There are three types of lines in [math][3]^n[/math]: *combinatorial lines*, *geometric lines*, and *algebraic lines*. (For all three notions there are obvious analogues defined on [math][k]^n[/math] for more general values of k, including k=2.)

For us, the most important (and most restrictive) notion is that of a *combinatorial line*, which is a set of three points in [math][3]^n[/math], formed by taking a string with one or more wildcards [math]\ast[/math] in it, e.g., [math]112\!\ast\!\!1\!\ast\!\ast3\ldots[/math], and replacing those wildcards by [math]1, 2[/math] and [math]3[/math], respectively. In the example given, the resulting combinatorial line is: [math]\{ 11211113\ldots, 11221223\ldots, 11231333\ldots \}[/math]. Sets without any combinatorial lines are called *line-free*. The higher-dimensional analogue of a combinatorial line is a combinatorial subspace. More precisely, a d-dimensional combinatorial subspace is obtained by taking d disjoint subsets [math]W_1,\dots,W_d[/math] of [math][n],[/math] fixing the values of all coordinates outside these subsets, and taking all points that equal the fixed values outside the [math]W_i[/math] and are constant on each [math]W_i.[/math] Sometimes one adds the restriction that the maximum of each [math]W_i[/math] is less than the minimum of [math]W_{i+1}[/math]. (In particular, the Hales-Jewett theorem or its density analogue can be straightforwardly generalized to yield a monochromatic subspace of this more stronger kind.)
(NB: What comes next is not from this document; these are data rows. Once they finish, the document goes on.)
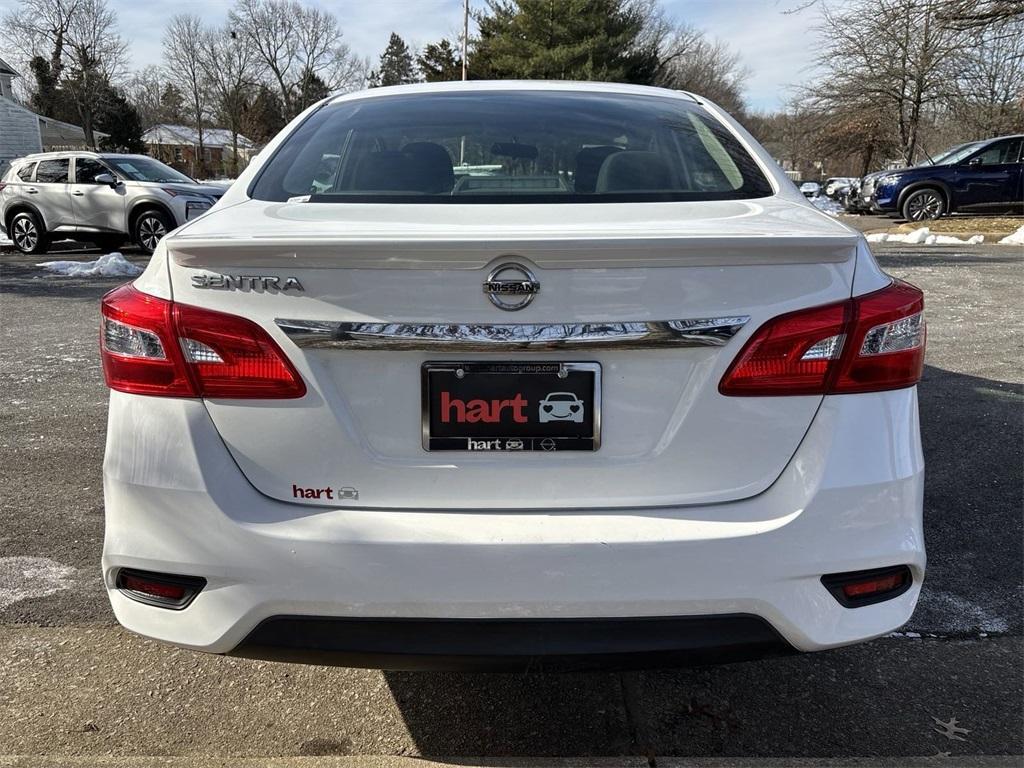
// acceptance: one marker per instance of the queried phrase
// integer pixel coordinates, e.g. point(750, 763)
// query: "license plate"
point(511, 407)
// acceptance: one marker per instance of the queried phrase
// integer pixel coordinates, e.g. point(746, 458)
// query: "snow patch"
point(924, 237)
point(962, 615)
point(1017, 239)
point(25, 578)
point(827, 205)
point(108, 265)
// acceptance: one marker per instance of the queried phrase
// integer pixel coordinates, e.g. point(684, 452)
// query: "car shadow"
point(973, 433)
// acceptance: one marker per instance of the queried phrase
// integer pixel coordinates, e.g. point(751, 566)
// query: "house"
point(178, 146)
point(19, 133)
point(23, 131)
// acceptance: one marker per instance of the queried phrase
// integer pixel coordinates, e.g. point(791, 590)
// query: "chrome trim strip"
point(518, 337)
point(594, 368)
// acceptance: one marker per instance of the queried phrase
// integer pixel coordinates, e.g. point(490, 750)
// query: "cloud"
point(777, 47)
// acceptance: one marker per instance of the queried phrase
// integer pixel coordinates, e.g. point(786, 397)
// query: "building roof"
point(6, 69)
point(178, 135)
point(57, 132)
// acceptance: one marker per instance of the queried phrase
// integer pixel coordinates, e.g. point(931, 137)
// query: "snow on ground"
point(827, 205)
point(1017, 239)
point(25, 578)
point(108, 265)
point(925, 237)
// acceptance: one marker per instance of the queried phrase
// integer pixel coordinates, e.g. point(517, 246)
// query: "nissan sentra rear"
point(497, 375)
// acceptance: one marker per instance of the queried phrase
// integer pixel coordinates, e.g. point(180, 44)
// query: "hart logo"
point(488, 412)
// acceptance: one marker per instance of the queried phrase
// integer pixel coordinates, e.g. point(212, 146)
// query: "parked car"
point(325, 439)
point(981, 177)
point(835, 186)
point(103, 199)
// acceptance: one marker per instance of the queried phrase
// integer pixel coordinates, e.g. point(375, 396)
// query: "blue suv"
point(980, 177)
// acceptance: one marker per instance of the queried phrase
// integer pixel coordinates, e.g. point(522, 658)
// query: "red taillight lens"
point(155, 346)
point(868, 587)
point(866, 344)
point(163, 590)
point(138, 346)
point(887, 349)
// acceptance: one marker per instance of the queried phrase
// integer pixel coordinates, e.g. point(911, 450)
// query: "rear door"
point(989, 181)
point(96, 206)
point(367, 313)
point(53, 197)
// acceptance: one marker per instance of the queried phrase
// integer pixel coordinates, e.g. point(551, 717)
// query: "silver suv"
point(103, 199)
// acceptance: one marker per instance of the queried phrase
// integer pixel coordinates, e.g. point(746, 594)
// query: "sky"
point(775, 46)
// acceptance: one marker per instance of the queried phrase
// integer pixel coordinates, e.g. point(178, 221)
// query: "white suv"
point(102, 199)
point(325, 437)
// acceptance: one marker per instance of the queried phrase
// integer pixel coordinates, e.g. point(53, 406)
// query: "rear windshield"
point(505, 146)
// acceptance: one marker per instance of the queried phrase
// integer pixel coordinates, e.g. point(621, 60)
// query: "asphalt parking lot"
point(947, 686)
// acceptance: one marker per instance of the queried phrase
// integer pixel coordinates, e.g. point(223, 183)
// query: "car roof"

The most general notion of a line is that of an *algebraic line*, which is a set of three points of the form x, x+r, x+2r, where we identify [math][3]^n[/math] with [math]({\Bbb Z}/3{\Bbb Z})^n[/math] and r is non-zero. Every combinatorial line is an algebraic line, but not conversely. For instance [math]\{23, 31, 12\}[/math] is an algebraic line (but not a combinatorial or geometric line). Sets without any algebraic lines are called *cap-sets*.

Intermediate between these is the notion of a *geometric line*: an arithmetic progression in [math][3]^n[/math], which we now identify as a subset of [math]{\Bbb Z}^n[/math]. Every combinatorial line is geometric, and every geometric line is algebraic, but not conversely. For instance, [math]\{ 31, 22, 13 \}[/math] is a geometric line (and thus algebraic) but not a combinatorial line. Sets without any geometric lines are called *Moser sets*: see Moser's cube problem. One can view geometric lines as being like combinatorial lines, but with a second wildcard y which goes from 3 to 1 whilst x goes from 1 to 3, e.g. xx2yy gives the geometric line 11233, 22222, 33211.